1. Perl
  2. Module
  3. here

Encode module - Properly handles multi - byte strings such as Japanese

Use the Encode module to properly handle multibyte characters such as Japanese in Perl. In many cases, you can handle Japanese properly if you remember the following three things.

  1. The string input from the outside is decoded by the decode function of the Encode module.
  2. The string to be output to the outside is encoded by the encode function of the Encode module.
  3. Save the source code in UTF-8 and enable the utf8 pragma

Terms in this commentary

In this explanation, the string input from the outside is called "byte string ". Let's call the string converted to Perl's internal representation "decoded string ". If the "byte string" is described in a specific character code, it will be called "UTF-8 byte string" or "Shift_JIS byte string".

When dealing with Japanese in programming, it is necessary to clearly distinguish whether the string is a byte string or an decoded string. The rule when dealing with multiple languages in Perl is that the program is responsible for converting between internal and byte strings. This method is a little tricky, but the mechanism is very simple as you only have to remember the above three rules.

Be sure to decode the string input from the outside

Character strings input from the outside are always decoded using the decode function of the Encode module. Decoding is the process of converting a "byte string" to an "decoded string". When dealing with multibyte strings, be sure to use the decode function to convert them to decoded strings.

Specify the character code of the byte string in the first argument of the decode function, and specify the byte string in the second argument. The return value will be an decoded string.

use Encode 'decode';

# External input (command line argument)
my $str = shift;

# Convert byte string (external input) to decoded string (when $str is UTF-8)
$str = decode('UTF-8', $str);

# Convert byte string (external input) to decoded string (when $str is Shift_JIS)
$str = decode('Shift_JIS', $str);

Character strings input from the outside are "command line arguments", "files", "standard input", "environment variable", etc. Think of all external input as byte strings.

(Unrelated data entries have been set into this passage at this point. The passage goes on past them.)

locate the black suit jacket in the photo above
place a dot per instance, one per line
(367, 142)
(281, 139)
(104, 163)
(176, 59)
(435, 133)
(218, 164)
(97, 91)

$str = decode('UTF-8', $str);

Is expressed graphically as follows.

                Convert "UTF-8 byte string" to "decoded string"
UTF-8 byte string - ->decoded string

The meaning of the first argument of the decode function is easy to misunderstand. Specifies which character code the byte string is actually encoded in.

Be sure to encode the string to be output to the outside

The string to be output to the outside is encoded using the encode function of the Encode module. Encoding is the process of converting an "decoded string" to a "byte string".

The first argument of the encode function specifies which character code to convert. Specify the decoded string in the second argument.

use Encode 'encode';

# When converting an decoded string to a UTF-8 byte string
$str = encode('UTF-8', $str);

# When converting an decoded string to a Shift_JIS byte string
$str = encode('Shift_JIS', $str);

Whenever you use the decode function to output a string converted to an decoded string, you must use the encode function to convert it back to a byte string. When to convert using the encode function is just before the output. Try to keep the decoded string as late as possible in your program.

$str = encode('UTF-8', $str);

Is expressed graphically as follows.

                Convert "decoded string" to "UTF-8 byte string"
Internal string - ->UTF-8 byte string

Save the source code in UTF - 8 and enable the utf8 pragma

Another thing to worry about when dealing with multibyte characters is the string described in the source code. If you need to write multi-byte characters such as Japanese in the source code, save the source code in UTF-8. Then enable the utf8 pragma.

# Save source code as UTF-8
# utf8 Enable pragma
use utf8;

my $str = "Write Japanese etc.";

A string written in the source code is called a string literal. Keep in mind that the character code of a string literal will be the same as the character code of the source code. If you save the source code in UTF-8, the string literal will be a UTF-8 byte string, and if you save it in Shift_JIS, the string literal will be a Shift_JIS byte string.

How to save with a specific character code depends on the editor. For reference, the case of Windows Notepad is explained. If you understand this, you can understand it with other text editors.

Select "File"->"Save As"->"Character Code"->"UTF-8".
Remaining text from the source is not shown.